Faisant écho à ce sentiment, Tokunboh Ishmael, co-fondateur et associé directeur de la société d'investissement nigériane Alitheia Capital, a déclaré à OBG que les projets à vocation sociale ou environnementale pourraient être prioritaires compte tenu de la pandémie. "D'un point de vue plus macro ou global, le flux de fonds provenant de l'aide publique au développement pourrait être dirigé vers des investissements d'impact avec l'intention non seulement de résoudre les problèmes centrés sur l'Afrique, mais aussi d'obtenir un bon rendement", a-t-il déclaré. "Nous avons contribué à réutiliser des produits et services essentiels pour les rendre plus accessibles au grand public. Lorsque les gens ordinaires peuvent accéder à l'essentiel et réaliser leur potentiel, c'est alors que toute l'économie peut prospérer. Les entreprises privées peuvent se montrer à la hauteur de la situation et sensibiliser leurs collaborateurs à ces questions".

L'impact sur les marchés émergents

Bien que la plupart des investisseurs d'impact soient basés en Europe et en Amérique du Nord, leurs investissements jouent un rôle important dans les économies en développement. La Société financière internationale de la Banque mondiale estime que 30 % des fonds d'impact ont investi dans les marchés émergents, contre 20 % des fonds conventionnels.

Cependant, l'étude de GIIN a suggéré que la pandémie de coronavirus avait créé une certaine incertitude quant à leur appétit pour le risque des marchés émergents. Parmi les répondants qui ont cherché à réduire leur investissement en raison du coronavirus (20 % des répondants), l'écrasante majorité avait des actifs dans les pays émergents. Sur une note plus positive, 58 % de l'ensemble des répondants cherchaient à investir en Afrique subsaharienne en réponse à COVID-19, le chiffre le plus élevé au monde ; l'Amérique latine se classait en deuxième position avec 41 %.
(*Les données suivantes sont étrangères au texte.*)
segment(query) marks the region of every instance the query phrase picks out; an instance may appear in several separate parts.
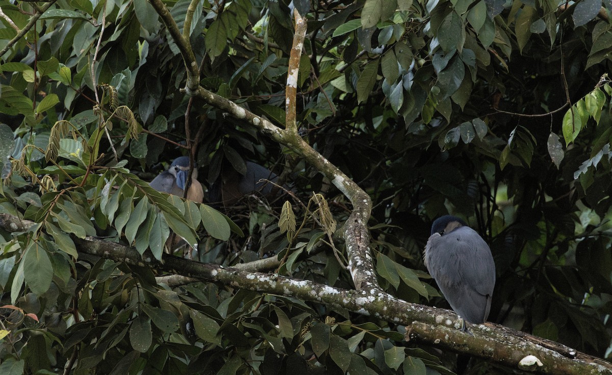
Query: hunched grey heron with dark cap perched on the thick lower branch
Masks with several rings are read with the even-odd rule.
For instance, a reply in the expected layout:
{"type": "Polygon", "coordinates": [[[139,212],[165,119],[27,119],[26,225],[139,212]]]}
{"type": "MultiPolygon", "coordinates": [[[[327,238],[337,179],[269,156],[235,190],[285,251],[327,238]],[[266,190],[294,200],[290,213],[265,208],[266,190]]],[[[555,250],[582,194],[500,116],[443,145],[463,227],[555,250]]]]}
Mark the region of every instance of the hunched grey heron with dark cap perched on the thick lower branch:
{"type": "Polygon", "coordinates": [[[460,218],[446,215],[431,225],[425,266],[450,307],[465,322],[481,324],[491,310],[495,263],[485,240],[460,218]]]}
"Nous continuerons à voir une augmentation des investissements car les opportunités abondent et les pays africains ont encore besoin de cet afflux", a déclaré M. Ishmael à l'OBG. "Quelle que soit l'économie, tout le monde reconnaît la nécessité de poursuivre dans cette voie, en particulier là où COVID-19 a révélé des lacunes dans les services sociaux, la santé, l'éducation et les infrastructures. Le virus a ouvert les rideaux et nous a montré que nous n'avons pas suffisamment investi, que ce soit dans le secteur public ou privé".